J’estime qu’une société libre ne doit pas contraindre ses citoyens à participer au vote, car le décrochage électoral est un choix. L’exemple péruvien, qui n’est pas unique, indique cependant qu’une société qui a sa démocratie en grande estime peut multiplier les signaux indiquant aux citoyens que le jour du vote est à nul autre pareil, qu’il est volontairement organisé pour que tout le pays soit sur pause pour permettre à chacun d’y consacrer le temps nécessaire.

Si cela ne tenait que de moi, on organiserait d’office le dernier débat des chefs l’avant-veille du vote, on le diffuserait sur toutes les plateformes et, ce soir-là, tout serait fermé, y compris les cinémas et les bars. Il n’y aurait pas de hockey.

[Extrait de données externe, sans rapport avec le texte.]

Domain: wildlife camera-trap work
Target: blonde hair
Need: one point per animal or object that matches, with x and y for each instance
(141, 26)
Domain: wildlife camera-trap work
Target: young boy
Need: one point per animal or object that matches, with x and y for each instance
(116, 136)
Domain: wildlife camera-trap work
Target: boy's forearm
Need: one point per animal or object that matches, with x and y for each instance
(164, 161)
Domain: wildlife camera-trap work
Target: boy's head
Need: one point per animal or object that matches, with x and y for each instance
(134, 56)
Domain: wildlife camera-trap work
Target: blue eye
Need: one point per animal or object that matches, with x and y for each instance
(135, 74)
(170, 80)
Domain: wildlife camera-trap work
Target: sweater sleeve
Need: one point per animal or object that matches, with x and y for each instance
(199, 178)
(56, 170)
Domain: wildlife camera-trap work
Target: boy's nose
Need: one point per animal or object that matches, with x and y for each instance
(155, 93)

Les décrochés de la politique iraient prendre une marche, liraient un bouquin ou feraient l’amour.

Mais tous les citoyens sauraient, depuis l’enfance, qu’il se passe ces jours-là quelque chose d’extrêmement important, qu’il convient de suivre jusqu’au bout, jusqu’à la fin du suspense. On leur dirait qu’il y a des pays où des gens partent avant la fin, ils les jugeraient sévèrement. On leur dirait que c’est leur gouvernement qui les y encourage, ils penseraient qu’ils sont tombés sur la tête. Ils auraient raison.